Through experiments, Torigoe and her students observed that the binding sites in Klf4 enhancers for the transcription factors OCT4 and SOX2 were "low-affinity." In other words, the transcription factors did not bind very well to the enhancer sequence. They were initially surprised by this finding, but eventually confirmed that this "low affinity" was crucial for driving the naive-state specific activities of the enhancers for Klf4. In fact, further experimentation demonstrated that if they replaced the binding sites with better, high-affinity versions, the Klf4 enhancers did not function optimally. They have published their findings in PLOS ONE, in an article called: " A suboptimal OCT4-SOX2 binding site facilitates the naïve-state specific function of a Klf4 enhancer. "
"We found that the low affinity of the binding sites for the central transcription factors were crucial for specifying enhancer function," says Torigoe. "Our work suggests that the affinity of OCT4-SOX2 binding sites could facilitate enhancer functions in specific states of pluripotency."
When Torigoe and her students dug through the literature, they found that researchers had previously observed similar functions for low-affinity transcription factor binding sites in other enhancers and organisms. To Torigoe's knowledge, her work is among the first to confirm the importance of low-affinity binding sites for an enhancer in naive-state pluripotent stem cells.
"The genome contains a huge amount of information that makes an organism function, and we
know so little about it, even the parts that we thought we knew," says Torigoe. "We've known about enhancers since the 1980s, and we still have much to understand about them."

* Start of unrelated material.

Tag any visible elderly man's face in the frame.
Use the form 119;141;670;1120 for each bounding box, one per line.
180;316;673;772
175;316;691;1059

This research advances scientists' knowledge of the mechanisms of gene expression more broadly.
"We have so much ability to sequence genomes now, but we do not yet understand what all of that information means," says Torigoe. "Gaining insights into enhancers, from a sequence viewpoint, will help us to interpret any genome, whether for new organisms to understand evolution or for patients to understand the genetic basis of human disease."